Show or describe the blocks read and the changes made to the tree and file by the following insert query: INSERT INTO students VALUES(314,'Jane Doe','CS44800','DUHM');

2. Extensible Hashing

Repeat Question 1, but for the hash index below:
Extensible Hash Table, contact instructor if difficulty viewing

3. Review question: Database Design

Is the relation in questions 1 and 2 a good design? Briefly explain why or why not.

4. B+ Tree

Create a B+ tree from the following sequence of key insertions and deletions. Assume a fan-out of 3. Show the final tree. Note that there are many programs online that will do this for you. Using one of these won't really help you understand what is going on (and will be poor preparation for an exam.) Furthermore, some have bugs and won't give you the correct result.

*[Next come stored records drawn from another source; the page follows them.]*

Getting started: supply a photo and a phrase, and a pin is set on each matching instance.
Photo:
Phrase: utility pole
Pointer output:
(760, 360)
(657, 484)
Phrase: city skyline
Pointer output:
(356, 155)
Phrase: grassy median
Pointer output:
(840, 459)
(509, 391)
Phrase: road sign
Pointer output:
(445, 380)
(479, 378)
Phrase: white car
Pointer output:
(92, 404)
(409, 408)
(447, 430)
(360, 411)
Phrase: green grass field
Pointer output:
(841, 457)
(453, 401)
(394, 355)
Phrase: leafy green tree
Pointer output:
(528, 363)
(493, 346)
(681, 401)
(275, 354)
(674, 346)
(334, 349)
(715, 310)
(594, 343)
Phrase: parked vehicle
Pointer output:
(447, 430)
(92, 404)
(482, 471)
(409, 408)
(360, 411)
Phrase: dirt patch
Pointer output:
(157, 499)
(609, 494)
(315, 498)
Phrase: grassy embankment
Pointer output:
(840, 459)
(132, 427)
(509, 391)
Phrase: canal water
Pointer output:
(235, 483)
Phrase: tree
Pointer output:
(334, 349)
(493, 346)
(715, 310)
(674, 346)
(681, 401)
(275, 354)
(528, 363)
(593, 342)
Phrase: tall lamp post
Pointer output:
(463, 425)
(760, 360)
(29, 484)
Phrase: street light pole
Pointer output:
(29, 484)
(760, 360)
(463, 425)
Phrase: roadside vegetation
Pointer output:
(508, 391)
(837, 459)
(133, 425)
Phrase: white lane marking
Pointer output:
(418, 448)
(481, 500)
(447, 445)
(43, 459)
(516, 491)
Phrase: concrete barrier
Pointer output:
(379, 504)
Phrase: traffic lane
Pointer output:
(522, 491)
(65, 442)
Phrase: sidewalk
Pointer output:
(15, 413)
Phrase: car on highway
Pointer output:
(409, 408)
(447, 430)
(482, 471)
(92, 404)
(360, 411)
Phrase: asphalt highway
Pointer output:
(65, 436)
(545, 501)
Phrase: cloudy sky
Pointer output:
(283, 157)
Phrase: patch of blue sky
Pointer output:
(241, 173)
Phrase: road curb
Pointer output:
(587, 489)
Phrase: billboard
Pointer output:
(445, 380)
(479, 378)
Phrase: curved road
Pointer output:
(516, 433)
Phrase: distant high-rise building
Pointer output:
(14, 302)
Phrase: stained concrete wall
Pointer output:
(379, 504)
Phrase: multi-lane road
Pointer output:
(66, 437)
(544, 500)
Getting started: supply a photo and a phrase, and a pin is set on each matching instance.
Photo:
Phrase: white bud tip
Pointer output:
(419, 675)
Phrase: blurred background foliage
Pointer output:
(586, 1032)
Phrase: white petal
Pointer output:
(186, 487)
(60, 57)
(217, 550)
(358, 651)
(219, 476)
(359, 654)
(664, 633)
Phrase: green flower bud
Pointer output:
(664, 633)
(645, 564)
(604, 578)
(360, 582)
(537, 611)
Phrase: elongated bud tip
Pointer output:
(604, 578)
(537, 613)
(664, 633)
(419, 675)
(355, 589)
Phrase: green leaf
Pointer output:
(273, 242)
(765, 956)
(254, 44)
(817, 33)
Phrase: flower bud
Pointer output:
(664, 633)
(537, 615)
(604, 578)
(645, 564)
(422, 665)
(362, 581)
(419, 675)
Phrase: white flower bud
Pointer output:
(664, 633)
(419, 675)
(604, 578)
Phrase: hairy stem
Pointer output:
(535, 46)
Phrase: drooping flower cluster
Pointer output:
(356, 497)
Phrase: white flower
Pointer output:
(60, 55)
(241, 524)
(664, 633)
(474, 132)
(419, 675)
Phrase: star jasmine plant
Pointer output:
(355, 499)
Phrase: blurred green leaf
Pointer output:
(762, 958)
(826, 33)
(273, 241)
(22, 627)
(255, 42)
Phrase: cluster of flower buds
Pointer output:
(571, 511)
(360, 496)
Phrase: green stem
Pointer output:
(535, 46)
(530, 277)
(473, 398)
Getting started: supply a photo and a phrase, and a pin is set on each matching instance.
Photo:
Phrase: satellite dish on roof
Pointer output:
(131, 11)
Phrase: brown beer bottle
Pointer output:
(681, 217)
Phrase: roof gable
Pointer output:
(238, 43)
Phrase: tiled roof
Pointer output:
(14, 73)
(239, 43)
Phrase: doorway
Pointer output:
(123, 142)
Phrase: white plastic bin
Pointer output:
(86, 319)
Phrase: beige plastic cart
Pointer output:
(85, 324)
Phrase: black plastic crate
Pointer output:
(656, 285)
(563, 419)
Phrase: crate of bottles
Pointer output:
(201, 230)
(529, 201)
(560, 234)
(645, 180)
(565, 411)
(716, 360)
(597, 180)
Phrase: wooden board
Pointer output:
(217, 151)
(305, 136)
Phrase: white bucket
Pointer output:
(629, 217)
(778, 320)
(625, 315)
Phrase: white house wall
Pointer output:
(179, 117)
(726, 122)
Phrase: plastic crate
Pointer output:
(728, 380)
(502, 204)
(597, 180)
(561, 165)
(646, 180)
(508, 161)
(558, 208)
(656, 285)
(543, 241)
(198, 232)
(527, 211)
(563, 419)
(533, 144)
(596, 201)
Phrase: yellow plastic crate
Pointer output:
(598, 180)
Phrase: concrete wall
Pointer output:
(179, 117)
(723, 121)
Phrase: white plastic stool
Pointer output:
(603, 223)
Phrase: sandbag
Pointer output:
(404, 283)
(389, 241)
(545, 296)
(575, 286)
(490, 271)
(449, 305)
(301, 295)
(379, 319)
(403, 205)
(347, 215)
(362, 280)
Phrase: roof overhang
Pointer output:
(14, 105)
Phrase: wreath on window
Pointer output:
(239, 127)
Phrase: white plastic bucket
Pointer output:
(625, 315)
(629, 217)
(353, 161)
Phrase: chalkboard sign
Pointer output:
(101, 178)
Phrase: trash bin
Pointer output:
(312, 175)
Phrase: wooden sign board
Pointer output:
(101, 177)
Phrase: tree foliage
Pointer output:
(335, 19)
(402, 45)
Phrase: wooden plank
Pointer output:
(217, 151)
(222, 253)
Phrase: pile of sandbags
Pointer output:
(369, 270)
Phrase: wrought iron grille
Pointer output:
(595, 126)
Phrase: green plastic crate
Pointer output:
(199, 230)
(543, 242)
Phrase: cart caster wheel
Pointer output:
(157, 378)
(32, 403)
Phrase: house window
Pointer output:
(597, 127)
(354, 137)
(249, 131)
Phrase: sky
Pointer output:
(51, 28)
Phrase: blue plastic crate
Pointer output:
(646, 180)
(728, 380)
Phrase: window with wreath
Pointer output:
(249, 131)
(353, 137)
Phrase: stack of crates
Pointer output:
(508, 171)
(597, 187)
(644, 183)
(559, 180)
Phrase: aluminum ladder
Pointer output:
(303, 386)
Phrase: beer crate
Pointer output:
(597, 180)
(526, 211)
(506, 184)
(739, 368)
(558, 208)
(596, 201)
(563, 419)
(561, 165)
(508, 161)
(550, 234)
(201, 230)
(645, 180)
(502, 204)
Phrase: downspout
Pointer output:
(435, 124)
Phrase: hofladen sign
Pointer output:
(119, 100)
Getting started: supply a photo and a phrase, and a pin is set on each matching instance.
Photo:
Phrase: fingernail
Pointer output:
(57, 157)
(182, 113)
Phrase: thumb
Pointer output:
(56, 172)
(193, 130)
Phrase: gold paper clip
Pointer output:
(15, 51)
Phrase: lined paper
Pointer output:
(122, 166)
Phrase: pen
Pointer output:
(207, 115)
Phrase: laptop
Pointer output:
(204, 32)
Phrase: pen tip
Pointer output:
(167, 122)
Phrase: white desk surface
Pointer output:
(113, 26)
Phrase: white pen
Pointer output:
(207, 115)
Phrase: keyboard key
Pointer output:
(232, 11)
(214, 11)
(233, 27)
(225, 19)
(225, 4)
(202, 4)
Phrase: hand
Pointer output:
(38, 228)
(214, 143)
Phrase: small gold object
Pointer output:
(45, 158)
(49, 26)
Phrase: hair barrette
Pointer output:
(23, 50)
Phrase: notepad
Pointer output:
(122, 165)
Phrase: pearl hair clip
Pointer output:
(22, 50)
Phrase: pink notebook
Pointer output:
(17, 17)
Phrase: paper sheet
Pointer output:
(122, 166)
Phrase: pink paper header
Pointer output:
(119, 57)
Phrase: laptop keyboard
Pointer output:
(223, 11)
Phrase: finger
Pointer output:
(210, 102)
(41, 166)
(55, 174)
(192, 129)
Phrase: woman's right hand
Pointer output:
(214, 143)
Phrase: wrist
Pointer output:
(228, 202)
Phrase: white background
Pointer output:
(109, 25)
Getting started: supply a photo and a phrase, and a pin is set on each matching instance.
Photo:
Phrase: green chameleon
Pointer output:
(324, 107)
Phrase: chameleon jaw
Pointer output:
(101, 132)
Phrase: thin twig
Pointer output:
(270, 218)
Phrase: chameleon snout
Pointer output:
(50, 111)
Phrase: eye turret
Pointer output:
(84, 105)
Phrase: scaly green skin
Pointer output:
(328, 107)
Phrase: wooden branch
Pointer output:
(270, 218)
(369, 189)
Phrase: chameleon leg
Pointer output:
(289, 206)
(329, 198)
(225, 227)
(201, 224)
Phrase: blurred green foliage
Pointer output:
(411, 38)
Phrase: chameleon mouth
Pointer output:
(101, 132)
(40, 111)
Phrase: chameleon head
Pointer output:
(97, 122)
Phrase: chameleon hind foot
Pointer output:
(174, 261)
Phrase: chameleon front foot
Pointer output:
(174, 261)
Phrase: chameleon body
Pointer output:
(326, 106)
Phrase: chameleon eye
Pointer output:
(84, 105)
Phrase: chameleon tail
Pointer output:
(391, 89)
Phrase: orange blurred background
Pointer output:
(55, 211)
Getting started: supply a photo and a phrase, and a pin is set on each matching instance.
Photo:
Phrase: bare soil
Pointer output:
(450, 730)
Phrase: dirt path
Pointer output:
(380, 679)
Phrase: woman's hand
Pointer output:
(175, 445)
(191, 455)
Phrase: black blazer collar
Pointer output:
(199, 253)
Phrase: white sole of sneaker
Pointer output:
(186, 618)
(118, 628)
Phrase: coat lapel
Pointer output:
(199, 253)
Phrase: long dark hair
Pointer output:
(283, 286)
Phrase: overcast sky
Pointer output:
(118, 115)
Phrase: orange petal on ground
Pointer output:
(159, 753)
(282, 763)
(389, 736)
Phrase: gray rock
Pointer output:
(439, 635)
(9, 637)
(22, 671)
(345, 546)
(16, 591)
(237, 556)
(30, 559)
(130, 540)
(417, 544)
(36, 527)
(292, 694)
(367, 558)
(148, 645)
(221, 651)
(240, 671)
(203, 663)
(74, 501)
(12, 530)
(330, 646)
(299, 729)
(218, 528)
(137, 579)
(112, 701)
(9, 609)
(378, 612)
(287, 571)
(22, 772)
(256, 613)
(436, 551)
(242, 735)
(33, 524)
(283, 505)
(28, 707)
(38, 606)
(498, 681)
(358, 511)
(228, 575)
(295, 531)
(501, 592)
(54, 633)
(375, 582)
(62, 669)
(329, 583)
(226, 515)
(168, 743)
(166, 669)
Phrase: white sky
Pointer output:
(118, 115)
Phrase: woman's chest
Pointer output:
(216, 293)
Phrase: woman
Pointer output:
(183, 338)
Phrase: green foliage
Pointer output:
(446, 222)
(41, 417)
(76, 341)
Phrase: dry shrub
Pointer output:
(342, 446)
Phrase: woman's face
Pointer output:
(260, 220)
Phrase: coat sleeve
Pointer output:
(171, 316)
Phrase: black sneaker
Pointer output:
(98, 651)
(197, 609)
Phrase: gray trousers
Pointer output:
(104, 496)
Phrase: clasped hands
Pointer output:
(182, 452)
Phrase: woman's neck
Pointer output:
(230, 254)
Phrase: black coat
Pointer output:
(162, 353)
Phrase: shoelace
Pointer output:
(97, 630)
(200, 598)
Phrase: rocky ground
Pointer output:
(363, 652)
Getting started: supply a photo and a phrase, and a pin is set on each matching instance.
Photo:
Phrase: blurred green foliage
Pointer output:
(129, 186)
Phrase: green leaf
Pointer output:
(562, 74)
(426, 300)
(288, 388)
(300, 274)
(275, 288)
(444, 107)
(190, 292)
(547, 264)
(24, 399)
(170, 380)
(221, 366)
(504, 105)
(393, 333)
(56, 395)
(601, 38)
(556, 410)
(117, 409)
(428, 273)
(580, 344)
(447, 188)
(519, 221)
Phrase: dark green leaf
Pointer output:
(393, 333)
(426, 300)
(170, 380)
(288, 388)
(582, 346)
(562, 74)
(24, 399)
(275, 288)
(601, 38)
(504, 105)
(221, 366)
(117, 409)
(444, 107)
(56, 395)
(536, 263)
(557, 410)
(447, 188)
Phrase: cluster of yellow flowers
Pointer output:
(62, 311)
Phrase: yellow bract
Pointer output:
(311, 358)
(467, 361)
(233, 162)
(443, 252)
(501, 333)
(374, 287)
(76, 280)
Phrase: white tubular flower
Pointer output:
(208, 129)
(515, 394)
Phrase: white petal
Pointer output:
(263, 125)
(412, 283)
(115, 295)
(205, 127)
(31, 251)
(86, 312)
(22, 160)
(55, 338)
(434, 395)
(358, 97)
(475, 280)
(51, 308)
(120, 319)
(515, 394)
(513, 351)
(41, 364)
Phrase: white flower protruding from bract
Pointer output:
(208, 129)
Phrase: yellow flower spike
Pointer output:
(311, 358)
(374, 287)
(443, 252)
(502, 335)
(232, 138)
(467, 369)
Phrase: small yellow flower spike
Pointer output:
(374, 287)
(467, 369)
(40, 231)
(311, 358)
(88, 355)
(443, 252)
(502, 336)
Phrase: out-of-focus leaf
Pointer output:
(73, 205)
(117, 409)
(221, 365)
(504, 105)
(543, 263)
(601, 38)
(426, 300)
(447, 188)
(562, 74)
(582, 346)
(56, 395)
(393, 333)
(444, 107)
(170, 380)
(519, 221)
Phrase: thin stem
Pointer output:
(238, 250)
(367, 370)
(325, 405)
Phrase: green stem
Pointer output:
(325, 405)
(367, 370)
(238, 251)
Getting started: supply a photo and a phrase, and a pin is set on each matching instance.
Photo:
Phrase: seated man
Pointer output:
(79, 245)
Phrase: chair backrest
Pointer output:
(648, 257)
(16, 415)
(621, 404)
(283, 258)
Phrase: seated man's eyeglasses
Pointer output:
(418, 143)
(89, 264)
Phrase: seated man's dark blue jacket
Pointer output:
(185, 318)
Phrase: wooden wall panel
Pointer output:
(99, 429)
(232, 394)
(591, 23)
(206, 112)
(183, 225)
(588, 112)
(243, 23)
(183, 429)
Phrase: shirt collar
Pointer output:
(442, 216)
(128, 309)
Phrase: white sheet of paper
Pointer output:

Note that the search key is not a key, it may occur multiple times. Deleting (as with "delete 18" and "delete 4") should delete ALL occurrences, as it does with SQL.

insert 28
insert 18
insert 2
insert 4
insert 18
insert 9
delete 18
insert 21
insert 24
insert 20
insert 19
insert 6
insert 5
delete 4

5. Extensible Hashing

Repeat question 4, but for extensible hashing. Assume a bucket size of 4.

6. Index Choices

Consider the following relation Employee (id: integer, name: String, salary: integer) where we have a hash index on id and a B+ tree index on salary. Now, consider the following three queries:

Select name From Employee Where salary >= 5000
Select name From Employee Where id = 10
Select name From Employee Where id = 10 AND salary >= 5000

For each of the above queries, decide which index/indexes you will use and explain why. Would any of these possible choices run into blocking operations that might impact pipelined evaluation, and if so, what would the potential impact be?

7. Index Scaling

Let us consider a relation R (s, t, u) containing 1 billion (10^9) records. Each page of the relation holds 10 records. R is organized as a heap file with unclustered indexes and the records in R are randomly ordered. Assume that atribute s is a candidate key for R, with value lying in range 0 to 999,999,999. Now, for each of the following queries, name the approach that would most likely require the fewest I/Os for processing the query. Justify your answer by approximately calculating the cost (in terms of disk accesses) for each approach to answer each query.

The approaches to consider are as follows:

Scanning through the whole heap file for R.
Using a B+ tree index on attribute R.s
Using a hash index on attribute R.s

The queries are:

Find all R tuples
Find all R tuples where R.s < 100
Find all R tuples where R.s = 100
Find all R tuples where R.s >100 and R.s<150

You'll need to start by estimating the size of the indexes. Assume you can fit 30 key/pointer pairs in a disk block (either a B+ tree index block, or a hash index block.) Additionally, assume that after accesing the data entry it takes one more disk access to get the actual record.